Other works also allude to the region’s violence. Bogotá gallery Beatriz Esguerra Arte is showing local artist Pedro Ruiz’s bold, five-foot-long painting Displacement #204 (2019), which shows a man in a loincloth piloting a canoe, surreally transporting a giant tract of lush, green jungle. The piece refers to the forced displacement of millions of Colombians through decades of conflict, a subject that resounds with a number of other artists showing at ArtBo.
“Colombia has fantastic art and great stories to tell in terms of politics and geography and in so many ways, and hasn’t quite been discovered,” said Esguerra, who has shown in every edition of the fair to date, during the fair’s VIP preview on Wednesday. By the end of Thursday, she reported having sold two dozen works.
As perhaps suited an event based on international trade—only about half ArtBo’s buyers are Colombian, according to Paz Gaviria—several artists took on commerce itself as a subject in their work.
Herlitzka + Faria, of Buenos Aires, is displaying several works by Candaleria Traverso, a young Argentinian artist concerned with global commerce especially as it moves through informal economies. She sews into large banners pieces of synthetic fabric that is used to bag up bundles of clothes that make a circuitous international journey from the First World, where they are exported to Asia for recycling before winding up with street vendors in Latin America; central to each abstract banner is the geometry of an Inca-style stepped pyramid.

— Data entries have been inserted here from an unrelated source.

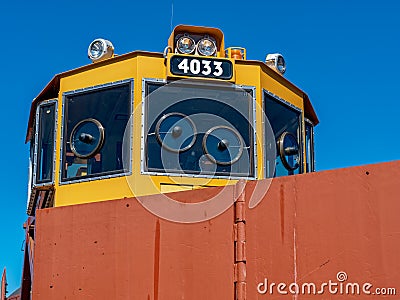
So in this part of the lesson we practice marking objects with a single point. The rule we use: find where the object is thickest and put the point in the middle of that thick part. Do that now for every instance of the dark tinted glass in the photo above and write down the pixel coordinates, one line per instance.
(45, 151)
(283, 119)
(215, 136)
(309, 147)
(110, 108)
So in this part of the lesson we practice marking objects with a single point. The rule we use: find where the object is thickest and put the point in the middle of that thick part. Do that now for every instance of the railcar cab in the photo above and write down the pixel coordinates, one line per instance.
(196, 115)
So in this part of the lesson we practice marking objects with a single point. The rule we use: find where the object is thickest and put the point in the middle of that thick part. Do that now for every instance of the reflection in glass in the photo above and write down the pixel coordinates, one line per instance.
(45, 152)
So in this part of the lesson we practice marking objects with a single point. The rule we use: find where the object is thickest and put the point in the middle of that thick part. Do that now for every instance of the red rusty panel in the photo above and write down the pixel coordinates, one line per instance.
(306, 230)
(118, 250)
(321, 227)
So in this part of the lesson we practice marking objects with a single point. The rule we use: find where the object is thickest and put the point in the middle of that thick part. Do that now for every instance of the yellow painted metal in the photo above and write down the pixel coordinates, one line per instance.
(138, 67)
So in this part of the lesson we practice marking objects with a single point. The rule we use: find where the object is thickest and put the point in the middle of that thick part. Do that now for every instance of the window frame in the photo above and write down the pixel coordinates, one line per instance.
(312, 142)
(143, 163)
(299, 134)
(63, 140)
(35, 182)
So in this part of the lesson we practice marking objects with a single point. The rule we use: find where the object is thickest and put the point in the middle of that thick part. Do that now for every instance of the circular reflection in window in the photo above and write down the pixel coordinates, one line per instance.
(223, 145)
(289, 151)
(87, 138)
(176, 132)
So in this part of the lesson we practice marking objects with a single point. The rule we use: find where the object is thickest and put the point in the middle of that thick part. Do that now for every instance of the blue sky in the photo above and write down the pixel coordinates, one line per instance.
(344, 54)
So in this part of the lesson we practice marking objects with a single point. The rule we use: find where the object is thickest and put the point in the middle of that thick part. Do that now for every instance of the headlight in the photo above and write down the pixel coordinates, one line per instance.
(206, 47)
(277, 62)
(100, 49)
(185, 45)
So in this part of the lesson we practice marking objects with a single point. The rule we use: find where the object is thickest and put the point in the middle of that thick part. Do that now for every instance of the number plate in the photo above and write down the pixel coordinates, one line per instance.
(201, 67)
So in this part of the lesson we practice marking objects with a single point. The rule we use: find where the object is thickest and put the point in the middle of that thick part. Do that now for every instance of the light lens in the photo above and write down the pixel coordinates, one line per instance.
(185, 45)
(100, 49)
(96, 49)
(277, 62)
(206, 47)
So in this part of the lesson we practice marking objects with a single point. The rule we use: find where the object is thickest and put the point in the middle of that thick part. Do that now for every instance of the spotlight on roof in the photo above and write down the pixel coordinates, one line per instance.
(100, 49)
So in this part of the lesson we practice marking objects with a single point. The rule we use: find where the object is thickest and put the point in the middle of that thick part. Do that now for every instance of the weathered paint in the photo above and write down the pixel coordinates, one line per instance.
(307, 229)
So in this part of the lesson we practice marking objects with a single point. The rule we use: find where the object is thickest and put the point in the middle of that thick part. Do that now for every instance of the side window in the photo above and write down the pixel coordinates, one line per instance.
(45, 128)
(285, 121)
(310, 161)
(95, 121)
(203, 131)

“ArtBo is doing a great job of increasing the Colombian collector base in a country that doesn’t have such a tradition of collecting,” said Henrique Faria, who has participated in most editions of ArtBo.
Alejandro Sánchez, an artist in his 30s, is showing wall-hung relief sculptures of tiny, molded resin shipping containers arranged in a grid, bringing international channels of trade into Minimalist order but with eye-candy colors, at Bogotá’s Galería La Cometa. Angela Espita, the gallery’s special projects manager, points out that such containers have harbored not only goods but also migrants coming to Latin America. The works are on offer for $6,500. By Thursday, the gallery had sold a half-dozen works by contemporary artists at up to $7,000, and one work for $20,000.
Art fairs can be exhausting, and visitors could do worse than to sit on the floor and relax with a cup of tea with artist Manuel Mendoza Sánchez. Embajada’s booth is lined with the artist’s very funny vases, which are covered with imagery on themes ranging from Michael Jordan to the popularization of yoga to albino animals. (By day’s end Thursday, Rivera had sold a handful of collages and a few vases at up to $2,200.) They’re inspired by the ancient function of similar ceramic vessels used to transport commodities as well as, through their decoration, to tell stories.
Over a spicy brew, the artist explained that tea appeals to him as an ancient commodity that may have been transported internationally in containers such as these as part of the earliest global trade. The drink went down smoothly as we sat at the center of a modern-day international bazaar.